Conspiracy theorists took to social media in a flurry of excitement Wednesday after a mysterious flying object resembling an orange fireball streaked across the Florida sky.
The American Meteor Society reported two dozen sightings from Jacksonville to Key West after midnight and tweeted there's "no real explanation yet."
Even the Palm Beach County Sheriff's Office joined in on the fun after receiving reports about the mysterious lights, posting on social media that "we were not invaded last night by Martians, but we appreciate the level of confidence you have of us to stop intergalactic invaders."

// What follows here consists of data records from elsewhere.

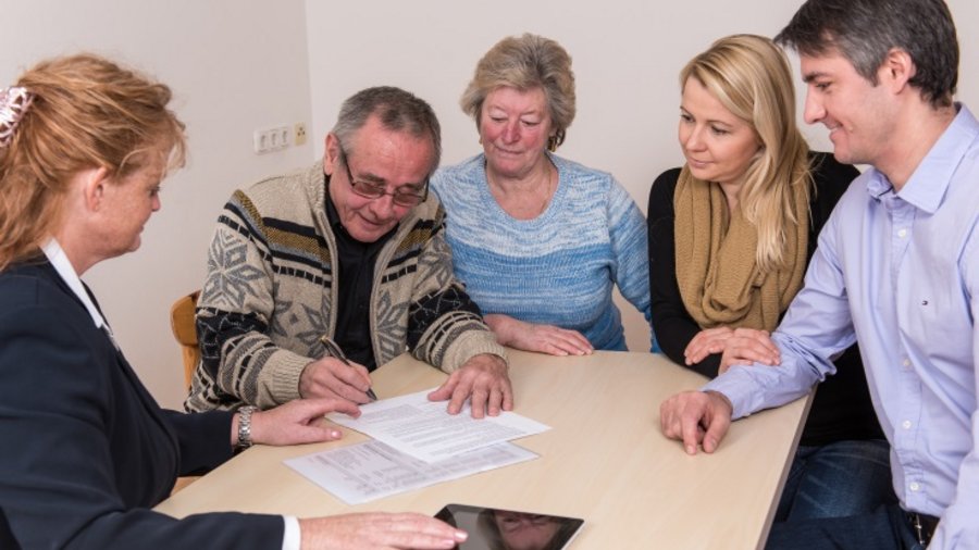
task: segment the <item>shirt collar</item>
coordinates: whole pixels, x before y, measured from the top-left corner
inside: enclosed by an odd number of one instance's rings
[[[929,214],[934,213],[941,205],[952,176],[958,170],[969,147],[979,139],[979,122],[972,113],[962,103],[955,103],[955,108],[958,114],[952,124],[945,128],[897,193],[902,200]],[[867,191],[875,198],[884,195],[892,187],[888,178],[876,170],[867,183]]]
[[[51,262],[51,265],[54,267],[54,271],[58,272],[58,275],[60,275],[69,288],[72,289],[72,292],[82,300],[85,309],[88,310],[88,314],[91,315],[91,321],[95,323],[96,327],[104,327],[108,329],[109,326],[106,324],[106,320],[102,318],[99,309],[96,308],[91,298],[88,296],[88,292],[85,291],[85,285],[82,284],[82,279],[78,278],[78,274],[75,273],[72,262],[69,261],[67,255],[64,253],[64,249],[61,248],[58,240],[52,237],[41,247],[41,250],[45,251],[45,255],[48,257],[48,261]]]

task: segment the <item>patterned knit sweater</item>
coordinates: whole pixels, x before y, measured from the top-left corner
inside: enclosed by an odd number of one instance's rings
[[[611,175],[549,159],[557,189],[526,221],[491,195],[483,154],[435,173],[456,277],[484,314],[571,328],[595,349],[624,350],[612,287],[649,320],[645,218]]]
[[[218,220],[197,309],[201,362],[188,411],[299,397],[302,368],[336,329],[336,240],[322,163],[236,191]],[[434,196],[398,224],[377,257],[371,292],[374,357],[410,350],[451,372],[473,355],[506,357],[451,273],[445,212]]]

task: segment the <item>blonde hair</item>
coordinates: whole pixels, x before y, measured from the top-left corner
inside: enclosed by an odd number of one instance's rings
[[[72,177],[103,167],[113,182],[159,162],[184,162],[184,124],[170,88],[92,54],[42,61],[16,86],[34,97],[0,149],[0,270],[39,254],[61,220]]]
[[[680,72],[680,86],[696,78],[761,142],[747,167],[738,203],[758,229],[756,261],[763,272],[784,265],[785,232],[797,224],[795,186],[811,192],[809,147],[795,125],[792,71],[776,43],[756,35],[733,35],[714,42]],[[801,228],[808,230],[808,228]]]
[[[556,41],[543,36],[524,34],[496,42],[476,64],[469,86],[459,104],[480,126],[483,101],[491,91],[509,86],[521,91],[544,90],[554,135],[547,149],[557,150],[565,142],[568,127],[574,120],[574,73],[571,55]]]

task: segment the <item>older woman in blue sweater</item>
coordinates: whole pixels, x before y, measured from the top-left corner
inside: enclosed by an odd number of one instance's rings
[[[649,318],[645,218],[610,174],[554,154],[574,118],[568,52],[540,36],[505,38],[461,105],[483,153],[439,170],[432,189],[456,276],[486,323],[528,351],[624,350],[611,291]]]

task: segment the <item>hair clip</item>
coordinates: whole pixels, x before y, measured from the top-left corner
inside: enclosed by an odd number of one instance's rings
[[[13,141],[13,133],[32,101],[34,93],[27,91],[27,88],[12,86],[0,90],[0,149]]]

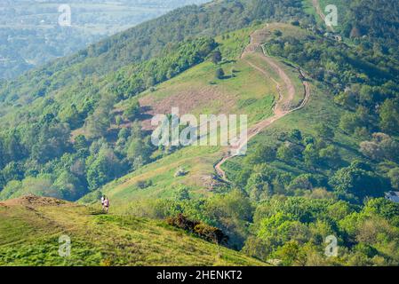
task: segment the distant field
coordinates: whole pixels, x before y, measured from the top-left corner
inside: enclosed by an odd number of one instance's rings
[[[207,0],[118,2],[71,1],[71,26],[61,27],[59,7],[64,1],[0,3],[0,79],[76,52],[106,36],[167,12]],[[4,60],[7,59],[7,60]]]

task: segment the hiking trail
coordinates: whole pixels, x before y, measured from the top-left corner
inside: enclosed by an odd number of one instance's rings
[[[292,81],[290,79],[287,74],[282,69],[282,67],[278,66],[276,61],[271,57],[267,56],[264,47],[262,46],[262,41],[264,40],[265,36],[267,36],[268,35],[270,35],[270,33],[267,30],[267,28],[259,29],[253,32],[251,35],[250,44],[245,48],[245,50],[242,53],[241,59],[248,65],[252,67],[254,69],[262,73],[267,79],[272,80],[275,83],[278,93],[278,100],[273,108],[274,115],[265,120],[262,120],[258,123],[256,123],[255,125],[250,127],[248,130],[246,138],[243,139],[242,138],[242,140],[239,140],[237,143],[238,146],[236,147],[230,146],[228,151],[225,153],[223,158],[214,166],[214,169],[219,178],[227,183],[230,183],[230,181],[227,178],[226,172],[221,169],[221,166],[229,159],[237,156],[240,153],[240,150],[247,146],[249,140],[251,140],[251,138],[259,134],[260,131],[270,126],[272,123],[274,123],[280,118],[294,111],[303,108],[307,105],[310,98],[310,85],[306,80],[302,79],[302,83],[305,91],[305,98],[300,102],[299,106],[294,108],[291,107],[292,101],[295,98],[295,87],[292,83]],[[256,52],[256,51],[259,47],[262,49],[262,52]],[[271,75],[268,74],[267,70],[249,61],[246,59],[248,55],[255,53],[261,55],[261,59],[264,60],[268,66],[270,66],[272,69],[279,75],[279,77],[283,82],[284,86],[282,86],[277,81],[275,81],[273,77],[271,77]],[[298,68],[298,70],[300,74],[301,78],[305,78],[306,77],[305,73],[300,68]],[[284,96],[283,94],[284,90],[286,90],[287,91],[286,96]]]

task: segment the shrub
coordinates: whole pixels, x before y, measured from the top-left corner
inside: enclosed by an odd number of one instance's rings
[[[222,244],[227,243],[228,241],[228,237],[220,229],[208,225],[201,221],[190,220],[183,214],[168,217],[166,222],[170,225],[195,233],[208,241]]]

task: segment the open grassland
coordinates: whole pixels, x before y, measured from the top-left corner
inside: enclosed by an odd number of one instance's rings
[[[272,25],[273,29],[281,28],[291,32],[289,27]],[[224,40],[222,37],[219,39],[224,55],[220,67],[227,71],[226,78],[215,79],[214,74],[219,66],[207,61],[159,84],[154,91],[140,94],[139,100],[142,106],[149,110],[149,117],[157,114],[170,114],[172,107],[179,107],[180,114],[193,114],[197,117],[200,114],[248,114],[251,127],[271,116],[273,106],[278,99],[275,82],[281,85],[283,85],[283,82],[276,71],[263,59],[259,53],[261,50],[240,59],[243,50],[243,45],[240,43],[248,44],[247,37],[253,30],[255,28],[227,34],[228,36],[223,36]],[[239,41],[233,41],[232,38]],[[292,104],[299,104],[303,99],[304,92],[298,71],[288,65],[280,62],[277,64],[294,86]],[[264,70],[267,75],[259,70]],[[231,76],[232,74],[235,75]],[[283,90],[284,96],[287,90]],[[124,109],[128,103],[129,101],[123,101],[116,108]],[[149,120],[143,122],[143,124],[148,129],[151,128]],[[111,182],[100,191],[109,196],[118,207],[124,207],[123,205],[137,199],[172,197],[181,185],[188,186],[195,196],[206,196],[210,194],[215,183],[213,166],[221,159],[225,150],[221,146],[182,148]],[[187,175],[176,178],[175,173],[181,168],[188,172]],[[141,188],[141,182],[146,182],[148,185]],[[98,196],[92,195],[92,200]]]
[[[0,265],[262,265],[238,252],[153,221],[48,198],[0,203]],[[59,238],[71,254],[59,256]]]

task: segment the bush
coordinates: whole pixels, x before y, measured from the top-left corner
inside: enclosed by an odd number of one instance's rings
[[[145,189],[148,188],[149,186],[152,185],[152,181],[151,180],[139,180],[136,183],[136,186],[139,187],[140,189]]]
[[[228,237],[219,228],[208,225],[201,221],[193,221],[187,218],[183,214],[166,219],[168,225],[192,233],[208,241],[217,244],[227,243]]]

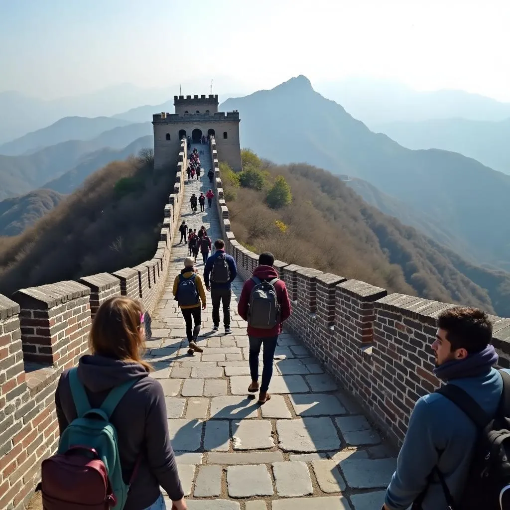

Astrophysicist Jonathan McDowell at the Center for Astrophysics has a more logical explanation for the unusual flashes of light, with a not-so blockbuster finale: He said they were just pieces of a Chinese rocket as it re-entered the Earth's atmosphere.
The rocket, launched in January, weighs over two tons and is roughly 30-feet long. He said it helped put a Chinese military communication satellite in orbit, and like most space junk, was being tracked as it circled the planet.
"The stuff is moving slowly. It's breaking up into multiple pieces. It's sort of a classic space debris break-up," he told The Associated Press.
The time and location from videos posted on social media made it easy to compare with the orbital data about what debris was slated for reentry around that time.
McDowell said reentries' like this are fairly common and happen about once a month, but they don't often "happen at night over the United States where lots of people see it, so that's what was unusual."